Algebras over not too little discs

By the introduction of locally constant prefactorization algebras at a fixed scale, we show a mathematical incarnation of the fact that observables at a given scale of a topological field theory propagate to every scale over euclidean spaces. The key is that these prefactorization algebras over $\mathbb{R}^n$ are equivalent to algebras over the little $n$-disc operad. For topological field theories with defects, we get analogous results by replacing $\mathbb{R}^n$ with the spaces modelling corners $\mathbb{R}^p\times\mathbb{R}^{q}_{\geq 0}$. As a toy example in $1d$, we quantize, once more, constant Poisson structures.

💡 Research Summary

The paper introduces a mathematically precise formulation of a well‑known physical intuition: in a topological quantum field theory (TQFT) the observables defined at a fixed length scale can be uniquely extended to all scales. The authors achieve this by working with locally constant prefactorization algebras (also called factorization algebras) that are only required to be defined on Euclidean discs whose radii exceed a chosen positive number R.

The central object is the operad D_Rⁿ, the full sub‑operad of the usual disc operad Disc(ℝⁿ) spanned by open discs of radius > R. A D_Rⁿ‑algebra in a symmetric monoidal ∞‑category V is precisely a prefactorization algebra at scale R. The main theorem (Theorem 2.3) states that for any V, the pull‑back functor induced by the canonical map γ:D_Rⁿ→𝔈ₙ gives an equivalence between the ∞‑category of 𝔈ₙ‑algebras and the ∞‑category of locally constant D_Rⁿ‑algebras. In other words, a topological theory is completely determined by its observables at any single scale R.

The proof proceeds in two stages. First, the authors study “fat‑configuration” spaces D_R Confₘ(ℝⁿ), consisting of collections of disjoint closed discs of radius > R together with their embeddings. Lemma 2.8 shows that evaluation at the centers yields a homotopy equivalence D_R Confₘ(ℝⁿ) ≃ Confₘ(ℝⁿ). The key construction is an “inflation” map that uniformly rescales each disc so that all radii become at least a fixed ε > R, thereby providing a homotopy inverse to the inclusion of the ordinary configuration space. This topological result is the geometric backbone for the operadic localization argument.

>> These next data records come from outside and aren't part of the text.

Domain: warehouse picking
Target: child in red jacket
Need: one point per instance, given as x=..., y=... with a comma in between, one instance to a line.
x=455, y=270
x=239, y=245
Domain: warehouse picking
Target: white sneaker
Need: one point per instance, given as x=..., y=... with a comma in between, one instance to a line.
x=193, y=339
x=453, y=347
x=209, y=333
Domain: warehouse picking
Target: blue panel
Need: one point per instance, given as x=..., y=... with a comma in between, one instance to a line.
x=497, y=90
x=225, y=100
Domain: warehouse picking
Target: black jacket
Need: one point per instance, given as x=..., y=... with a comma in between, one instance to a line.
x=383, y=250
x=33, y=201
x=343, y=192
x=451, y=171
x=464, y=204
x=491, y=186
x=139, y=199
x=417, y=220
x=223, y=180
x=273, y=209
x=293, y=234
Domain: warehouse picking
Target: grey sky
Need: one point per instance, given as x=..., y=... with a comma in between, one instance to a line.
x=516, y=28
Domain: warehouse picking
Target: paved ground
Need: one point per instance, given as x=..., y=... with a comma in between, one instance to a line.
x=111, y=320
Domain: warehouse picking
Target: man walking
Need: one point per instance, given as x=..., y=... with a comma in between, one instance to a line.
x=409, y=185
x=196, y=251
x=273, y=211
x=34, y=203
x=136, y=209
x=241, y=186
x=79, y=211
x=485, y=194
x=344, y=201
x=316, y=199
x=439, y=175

Second, the authors replace both D_Rⁿ and 𝔈ₙ by convenient cubical models and analyse the ∞‑operadic localization directly. Theorem 2.4 asserts that γ exhibits 𝔈ₙ as the ∞‑localization of D_Rⁿ at all unary operations. Unlike the classical Lurie‑Harpaz approach, which relies on the notion of weak approximation, the present morphism fails to be a weak approximation (Appendix A). Consequently, the authors develop a new argument based on the homotopy equivalence of configuration spaces and explicit control of the operadic composition.

Section 3 extends the framework to theories with defects. By replacing ℝⁿ with manifolds of the form ℝᵖ×ℝᵩ_{≥0} (modeling corners), the authors construct higher‑dimensional Swiss‑cheese operads and prove analogous equivalences (Theorems 3.10 and 3.25). This shows that even in the presence of linear or corner defects, a topological field theory is determined by its observables at any fixed scale.

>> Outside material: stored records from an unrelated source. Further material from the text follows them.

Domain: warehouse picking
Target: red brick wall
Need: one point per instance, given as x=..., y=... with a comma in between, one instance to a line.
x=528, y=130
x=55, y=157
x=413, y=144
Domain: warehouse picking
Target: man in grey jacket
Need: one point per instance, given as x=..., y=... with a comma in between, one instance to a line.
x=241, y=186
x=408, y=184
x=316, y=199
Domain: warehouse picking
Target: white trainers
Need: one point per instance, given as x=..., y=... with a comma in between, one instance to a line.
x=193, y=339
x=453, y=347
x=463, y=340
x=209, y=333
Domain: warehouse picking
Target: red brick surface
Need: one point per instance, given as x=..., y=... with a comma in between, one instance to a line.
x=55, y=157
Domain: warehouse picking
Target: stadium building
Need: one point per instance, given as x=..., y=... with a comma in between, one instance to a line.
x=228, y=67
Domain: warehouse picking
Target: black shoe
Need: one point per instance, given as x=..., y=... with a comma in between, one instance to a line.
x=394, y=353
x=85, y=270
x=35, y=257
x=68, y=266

Section 4 provides a concrete application: the quantization of a constant Poisson structure in one dimension. Instead of using analytic infinite‑dimensional techniques, the authors work with a discretized version of the compactly supported de Rham complex. They build a locally constant D_{1/2}¹‑algebra that encodes the Weyl algebra at scale R = 1/2. When the mesh of the discretization is finer than the chosen scale, the locally constant property is lost, but Theorem 2.3 restores the full 𝔈₁‑algebra structure, yielding the expected quantization.

Overall, the paper delivers a clear and robust mathematical statement: for topological (and defect‑enhanced) field theories, the data of observables at any single, non‑zero scale suffices to reconstruct the full ∞‑categorical algebraic structure governing the theory. The work bridges operadic homotopy theory, factorization algebras, and quantum field theoretic renormalization, and it opens the door to discrete or combinatorial models of TQFTs that avoid traditional analytic difficulties.